Introduction

Five-year survival rates for childhood, adolescent, and young adult (CAYA) cancer have increased from 58% in the mid-1970s to well over 80% in the past decade [1], helping to avert an estimated 38 032 cancer deaths from 1975 to 2006 [2]. It is estimated that there are nearly 400 000 survivors of childhood and adolescent cancer in the United States [3]. As more of these children live on to adulthood, cancer survivor health is an increasingly relevant aspect of healthcare.
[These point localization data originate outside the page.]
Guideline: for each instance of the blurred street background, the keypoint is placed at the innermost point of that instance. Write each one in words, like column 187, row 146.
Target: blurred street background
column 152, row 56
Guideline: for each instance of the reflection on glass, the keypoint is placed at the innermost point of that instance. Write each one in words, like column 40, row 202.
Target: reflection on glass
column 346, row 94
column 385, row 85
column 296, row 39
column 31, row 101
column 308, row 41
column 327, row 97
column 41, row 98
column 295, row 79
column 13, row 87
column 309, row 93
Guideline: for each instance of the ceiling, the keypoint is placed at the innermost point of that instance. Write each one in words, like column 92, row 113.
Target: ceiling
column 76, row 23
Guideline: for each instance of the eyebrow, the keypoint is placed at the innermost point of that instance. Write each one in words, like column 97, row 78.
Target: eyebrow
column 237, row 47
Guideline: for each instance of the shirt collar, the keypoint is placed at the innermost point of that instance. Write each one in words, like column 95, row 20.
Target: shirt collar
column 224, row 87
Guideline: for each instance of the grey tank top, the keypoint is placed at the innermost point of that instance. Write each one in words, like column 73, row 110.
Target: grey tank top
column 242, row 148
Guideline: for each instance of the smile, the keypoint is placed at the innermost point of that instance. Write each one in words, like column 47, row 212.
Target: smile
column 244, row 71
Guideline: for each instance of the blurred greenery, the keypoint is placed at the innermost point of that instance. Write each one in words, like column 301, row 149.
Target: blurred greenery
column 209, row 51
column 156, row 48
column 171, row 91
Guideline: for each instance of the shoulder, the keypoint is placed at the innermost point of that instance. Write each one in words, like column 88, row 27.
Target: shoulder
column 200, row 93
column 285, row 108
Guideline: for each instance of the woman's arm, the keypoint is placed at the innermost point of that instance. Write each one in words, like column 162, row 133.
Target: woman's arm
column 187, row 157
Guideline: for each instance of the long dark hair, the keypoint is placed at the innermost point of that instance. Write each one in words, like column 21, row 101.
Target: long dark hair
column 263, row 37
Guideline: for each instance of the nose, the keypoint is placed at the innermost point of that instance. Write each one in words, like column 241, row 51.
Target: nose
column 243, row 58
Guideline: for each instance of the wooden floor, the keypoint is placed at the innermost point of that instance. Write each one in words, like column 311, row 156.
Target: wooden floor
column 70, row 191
Cancer survivors have a higher risk of many chronic health conditions, including joint problems, infertility, hearing and vision loss, cognitive dysfunction, secondary cancers [4, 5], and cardiac problems – especially as a result of anthracycline chemotherapy or thoracic radiation therapy (RT) [5,6,7].

About 60% of CAYA survivors have been exposed to anthracyclines and/or thoracic RT as a part of their treatment [5]. Cardiac complications associated with these therapies are largely dependent on cumulative dose and time since treatment, with a relative hazard of up to six times that of siblings [8]. Several organizations, including the Children’s Oncology Group [9] and European Society of Cardiology (ESC) [10], provide guidelines for detecting cardiomyopathy in this population, with recommendations that include serial echocardiography [11]. However, once heart problems are detected, management guidelines for low left ventricular ejection fraction (LVEF) or cardiomyopathy specific to cancer survivors are lacking [12,13,14]. The ESC does recommend angiotensin converting enzyme inhibitors or receptor blockers (ACEI/ARB) in combination with beta-blockers in cancer survivors with symptomatic or asymptomatic cardiac dysfunction (unless contraindicated) but do not provide recommendations on other treatments [10]. A study using Delphi methodology querying physicians for their management approach of these survivors elucidated on this uncertainty, finding agreement in some areas (echocardiogram and ECG screening frequency, exercise promotion, referrals to cardiology, and use of ACEI) and disagreement in other areas (use of other cardiac testing, frequency of screening during pregnancy, and use of beta-blockers) [15].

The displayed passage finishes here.